Council has submitted its report to the independent bushfire enquiry commissioned by the NSW government. The enquiry will review the causes of the fire to prepare the state for the next bushfire season.
Council said it hoped its submission will help government planning and preparation to minimise or prevent similar events in the future. The recent bushfires, particularly at North Black Range and Currowan, affected properties and infrastructure in the council area.
Dry conditions, little access to water, overstretched resources, inaccessible fires, the vastness of the fire front, and wind changes contributed to the disaster in the region, the submission argued.
Recommendations included training landowners to prepare; appointing a divisional commander on a paid retainer basis; improving consultation; better welfare support; more centralized data; and reviewing building and dwelling laws and practices.
At Wednesday night's council meeting, Crs Marshall, Winchester, Brown, and Noveska voted against endorsing the submission.
There was no mention of climate change, cuts to National Parks and Wildlife Service staff, or communications infrastructure, Cr Marshall protested - issues he, a volunteer firefighter, had heard mentioned on the fireground.
"It's like the submission has been written to not criticize in any way the activities of the New South Wales government," Cr Marshall said.
The submission was amended on Cr Biscotti's suggestion to review grazing rights and firewood collection in state and national parks to reduce overall grazing loads and help farmers in drought. Both practices are illegal.
Absolutely nobody involved in the firefighting was concerned with those issues, Cr Marshall said.
"It is contemptible to put this in to try to hijack a serious inquiry into very serious bushfires for petty party political individual benefit of farmers who want to get free grazing," Cr Marshall said. "I've yet to meet a sheep or a cow that eats bark or leaf litter or undergrowth; it simply doesn't happen."

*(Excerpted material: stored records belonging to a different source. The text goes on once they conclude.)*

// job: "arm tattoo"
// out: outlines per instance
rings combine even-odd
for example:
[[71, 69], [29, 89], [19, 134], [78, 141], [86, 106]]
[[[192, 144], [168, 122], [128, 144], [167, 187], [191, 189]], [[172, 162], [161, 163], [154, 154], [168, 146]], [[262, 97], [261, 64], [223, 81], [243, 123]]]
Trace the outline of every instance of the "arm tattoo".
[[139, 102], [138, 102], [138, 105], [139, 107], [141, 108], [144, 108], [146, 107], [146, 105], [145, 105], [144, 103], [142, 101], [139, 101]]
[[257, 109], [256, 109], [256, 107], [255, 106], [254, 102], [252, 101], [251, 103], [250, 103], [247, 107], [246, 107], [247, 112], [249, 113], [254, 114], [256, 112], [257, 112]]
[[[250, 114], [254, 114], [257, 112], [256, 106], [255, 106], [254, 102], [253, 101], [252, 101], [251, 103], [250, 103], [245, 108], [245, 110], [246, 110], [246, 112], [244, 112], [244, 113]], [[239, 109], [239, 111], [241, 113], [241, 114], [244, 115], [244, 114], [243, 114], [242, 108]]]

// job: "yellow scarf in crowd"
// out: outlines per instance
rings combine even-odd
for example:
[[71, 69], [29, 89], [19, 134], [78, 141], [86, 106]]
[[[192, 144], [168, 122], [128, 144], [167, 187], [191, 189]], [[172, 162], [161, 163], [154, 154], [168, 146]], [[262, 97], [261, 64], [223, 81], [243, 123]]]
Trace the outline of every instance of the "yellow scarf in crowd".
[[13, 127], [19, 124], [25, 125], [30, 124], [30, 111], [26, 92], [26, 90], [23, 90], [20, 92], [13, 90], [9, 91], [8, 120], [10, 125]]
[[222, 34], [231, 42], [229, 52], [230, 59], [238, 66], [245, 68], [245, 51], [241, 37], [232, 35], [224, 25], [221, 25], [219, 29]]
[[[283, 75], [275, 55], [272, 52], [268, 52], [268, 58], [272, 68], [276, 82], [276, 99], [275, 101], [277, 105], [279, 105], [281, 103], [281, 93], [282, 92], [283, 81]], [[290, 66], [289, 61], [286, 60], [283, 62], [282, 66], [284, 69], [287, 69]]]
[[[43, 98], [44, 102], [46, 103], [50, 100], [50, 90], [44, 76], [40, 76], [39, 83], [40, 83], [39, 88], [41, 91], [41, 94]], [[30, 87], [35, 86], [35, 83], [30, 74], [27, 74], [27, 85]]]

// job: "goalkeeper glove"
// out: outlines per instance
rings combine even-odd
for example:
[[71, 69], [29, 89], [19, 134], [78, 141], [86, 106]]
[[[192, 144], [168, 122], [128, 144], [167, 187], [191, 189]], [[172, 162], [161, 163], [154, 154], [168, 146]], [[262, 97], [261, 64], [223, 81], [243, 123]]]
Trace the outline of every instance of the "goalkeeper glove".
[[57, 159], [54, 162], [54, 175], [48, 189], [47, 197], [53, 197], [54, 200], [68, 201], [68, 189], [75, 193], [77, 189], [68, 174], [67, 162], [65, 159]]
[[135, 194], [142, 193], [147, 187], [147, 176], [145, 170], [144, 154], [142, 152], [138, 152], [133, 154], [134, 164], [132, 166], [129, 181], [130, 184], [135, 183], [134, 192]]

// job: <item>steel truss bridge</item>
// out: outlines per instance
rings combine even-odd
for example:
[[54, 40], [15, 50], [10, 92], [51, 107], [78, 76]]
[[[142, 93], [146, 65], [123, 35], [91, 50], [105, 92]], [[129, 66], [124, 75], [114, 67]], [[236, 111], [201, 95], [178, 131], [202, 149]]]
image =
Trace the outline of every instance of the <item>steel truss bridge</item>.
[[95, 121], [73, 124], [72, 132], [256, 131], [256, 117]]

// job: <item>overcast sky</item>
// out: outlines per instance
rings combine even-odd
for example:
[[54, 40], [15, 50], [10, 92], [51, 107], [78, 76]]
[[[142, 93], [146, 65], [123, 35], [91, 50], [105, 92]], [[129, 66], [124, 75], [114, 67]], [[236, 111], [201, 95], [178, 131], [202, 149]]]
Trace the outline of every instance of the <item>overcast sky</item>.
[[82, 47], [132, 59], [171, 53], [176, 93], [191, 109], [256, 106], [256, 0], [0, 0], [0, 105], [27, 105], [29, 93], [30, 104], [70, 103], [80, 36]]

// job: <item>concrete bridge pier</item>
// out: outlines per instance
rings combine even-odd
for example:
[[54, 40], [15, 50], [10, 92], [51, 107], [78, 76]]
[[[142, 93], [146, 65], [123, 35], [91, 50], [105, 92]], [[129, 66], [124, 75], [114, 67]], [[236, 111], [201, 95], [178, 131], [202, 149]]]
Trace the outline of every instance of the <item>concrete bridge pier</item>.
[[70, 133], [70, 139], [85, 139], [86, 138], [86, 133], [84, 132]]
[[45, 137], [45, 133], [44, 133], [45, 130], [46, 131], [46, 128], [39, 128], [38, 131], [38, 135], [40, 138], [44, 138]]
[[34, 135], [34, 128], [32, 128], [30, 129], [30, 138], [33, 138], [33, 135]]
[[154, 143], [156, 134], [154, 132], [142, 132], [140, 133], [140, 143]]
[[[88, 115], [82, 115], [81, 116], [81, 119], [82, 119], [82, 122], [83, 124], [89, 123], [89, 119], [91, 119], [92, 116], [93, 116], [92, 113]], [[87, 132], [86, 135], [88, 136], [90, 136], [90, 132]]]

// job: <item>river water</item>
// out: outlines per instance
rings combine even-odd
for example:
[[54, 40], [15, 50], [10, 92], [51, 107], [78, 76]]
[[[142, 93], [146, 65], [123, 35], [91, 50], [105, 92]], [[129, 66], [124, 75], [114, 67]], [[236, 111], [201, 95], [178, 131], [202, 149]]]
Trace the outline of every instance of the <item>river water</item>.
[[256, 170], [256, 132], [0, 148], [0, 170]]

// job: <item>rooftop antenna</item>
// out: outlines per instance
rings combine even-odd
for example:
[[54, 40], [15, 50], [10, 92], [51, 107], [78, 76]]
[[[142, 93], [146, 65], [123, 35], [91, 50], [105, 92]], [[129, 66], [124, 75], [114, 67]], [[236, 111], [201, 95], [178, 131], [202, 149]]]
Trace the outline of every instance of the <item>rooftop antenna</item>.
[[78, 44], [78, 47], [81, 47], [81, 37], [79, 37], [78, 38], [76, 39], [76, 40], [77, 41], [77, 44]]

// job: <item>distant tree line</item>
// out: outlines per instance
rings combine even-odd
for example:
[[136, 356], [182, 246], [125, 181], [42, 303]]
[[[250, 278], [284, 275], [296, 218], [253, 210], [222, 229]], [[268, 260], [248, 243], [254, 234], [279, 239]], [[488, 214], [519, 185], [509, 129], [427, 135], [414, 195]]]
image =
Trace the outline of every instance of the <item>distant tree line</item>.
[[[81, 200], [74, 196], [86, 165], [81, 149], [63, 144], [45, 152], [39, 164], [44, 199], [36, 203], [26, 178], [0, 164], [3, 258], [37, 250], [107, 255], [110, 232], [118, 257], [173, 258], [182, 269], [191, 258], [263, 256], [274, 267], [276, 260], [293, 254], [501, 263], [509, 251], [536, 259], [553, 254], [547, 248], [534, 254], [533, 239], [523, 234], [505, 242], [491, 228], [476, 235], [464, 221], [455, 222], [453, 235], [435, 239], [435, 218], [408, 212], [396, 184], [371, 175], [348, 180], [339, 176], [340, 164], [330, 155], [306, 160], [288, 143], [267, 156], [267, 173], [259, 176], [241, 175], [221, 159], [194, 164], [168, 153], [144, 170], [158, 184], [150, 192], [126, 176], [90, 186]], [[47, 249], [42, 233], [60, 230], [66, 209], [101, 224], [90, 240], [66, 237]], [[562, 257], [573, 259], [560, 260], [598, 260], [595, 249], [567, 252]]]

Stock grazing in NSW national parks has been forbidden for almost 15 years, except for a trial eight years ago. State National Party members, however, want farmers to graze in national parks. Agriculture Minister Adam Marshall called national park estates a "ticking time bomb" for farmers, and believes leasing sections for grazing would keep the fuel load down and the cattle fat.
The National Parks Association of NSW, however, states there is no evidence cattle grazing reduces fire risk in forests; grazing did not stop fires from spreading in the Victorian High Country or suppress them. Nature Conservation Council CEO Chris Gambian argued cows damage the environment and increase fire risk; they trample native plants, increase erosion, collapse river banks, pollute streams, and spread fast-growing, highly flammable weeds.
Removing firewood from national parks is banned, the NSW Department of Planning, Industry and Environment states, because it degrades national parks and destroys animal habitats; offenders can be fined up to $30,000. Outside nature reserves, firewood may be collected as a fire management strategy.